Here is your goal for this lesson:
List the results of the Boston Tea Party and Boston Massacre upon the colonies
Boston Massacre. On the night of March 5, 1770, a false alarm from a fire bell sounded, and nearly sixty youths ran into the streets of Boston. Realizing the alarm was false, the youths began throwing snowballs at a British sentry who was guarding a nearby Custom House. Soldiers were then sent by the commanding officer to aid the sentry. These soldiers were welcomed with snowballs and other flying debris that they answered with gunfire. Five youths were killed and six others wounded. As news of the riot reached the townspeople, they stormed into the streets to capture those responsible for the deaths. This incident, known as the Boston Massacre, highlighted the tensions between the two sides. The colonists were further angered when only two of the soldiers were found guilty of manslaughter and punished by branding on the hand.
Boston Tea Party. The most famous of the pre-war incidents was the Boston Tea Party in 1773. The English government had allowed the British East India Company to have a monopoly on the American tea trade. This allowed the tea to be sold very cheaply, even with the taxes added. If the colonists purchased tea with the tax, even though it cost far less than the tea smuggled from Holland, they would have been admitting to Parliament's right to tax the colonies. The enflamed colonists felt that the cheaper tea was simply a ploy to get them to accept the tax.
On December 16, 1773, three groups of fifty young men dressed as Indians attacked three British tea ships in Boston harbor. The tea was thrown into the sea. The British government was outraged by this public destruction of personal property. However, rather than try to find and deal with the individuals involved, they overreacted.
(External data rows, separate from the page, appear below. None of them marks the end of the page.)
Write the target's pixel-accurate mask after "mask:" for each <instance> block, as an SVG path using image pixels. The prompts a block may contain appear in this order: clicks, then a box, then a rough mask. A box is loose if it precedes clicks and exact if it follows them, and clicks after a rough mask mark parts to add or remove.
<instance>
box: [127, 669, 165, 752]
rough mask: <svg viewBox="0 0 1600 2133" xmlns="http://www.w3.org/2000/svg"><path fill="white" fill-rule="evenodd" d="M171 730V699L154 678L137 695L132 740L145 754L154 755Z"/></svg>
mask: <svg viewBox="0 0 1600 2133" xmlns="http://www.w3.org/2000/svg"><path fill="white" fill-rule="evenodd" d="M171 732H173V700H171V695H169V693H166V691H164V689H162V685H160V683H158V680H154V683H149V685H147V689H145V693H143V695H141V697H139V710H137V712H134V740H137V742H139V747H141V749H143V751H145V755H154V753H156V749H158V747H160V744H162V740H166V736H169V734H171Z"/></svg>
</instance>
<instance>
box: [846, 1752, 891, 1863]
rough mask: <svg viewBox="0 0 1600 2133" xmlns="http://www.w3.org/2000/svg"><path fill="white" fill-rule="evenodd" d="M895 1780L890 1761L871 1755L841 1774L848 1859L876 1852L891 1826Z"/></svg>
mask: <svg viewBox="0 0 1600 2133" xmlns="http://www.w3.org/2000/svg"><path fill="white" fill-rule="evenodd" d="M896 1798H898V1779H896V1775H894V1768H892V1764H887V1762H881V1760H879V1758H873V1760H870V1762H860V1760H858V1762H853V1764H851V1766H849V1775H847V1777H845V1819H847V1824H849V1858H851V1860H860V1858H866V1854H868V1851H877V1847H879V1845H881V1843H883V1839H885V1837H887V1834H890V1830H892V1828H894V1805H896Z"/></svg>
Intolerable Acts. When the Bostonians refused to pay for the tea, the British, as one of a series of acts passed to quell the rising colonial insurrection, closed the port of Boston. This act only succeeded in strengthening the growing unity of the colonies. Colonies as far away as Georgia sent supplies to help the people in Boston overcome the embargo. Other laws passed in response to the Tea Party included the forbidding of town meetings without the governor's consent and the depriving of the legislature of the right to choose the governor's council. These also included the quartering of English soldiers in Boston (called the Quartering Act) and the ordering of any officer or soldier of the crown accused of an act to be sent to another colony or back to England for trial. These laws, plus the closing of the port of Boston, were referred to as the Intolerable Acts.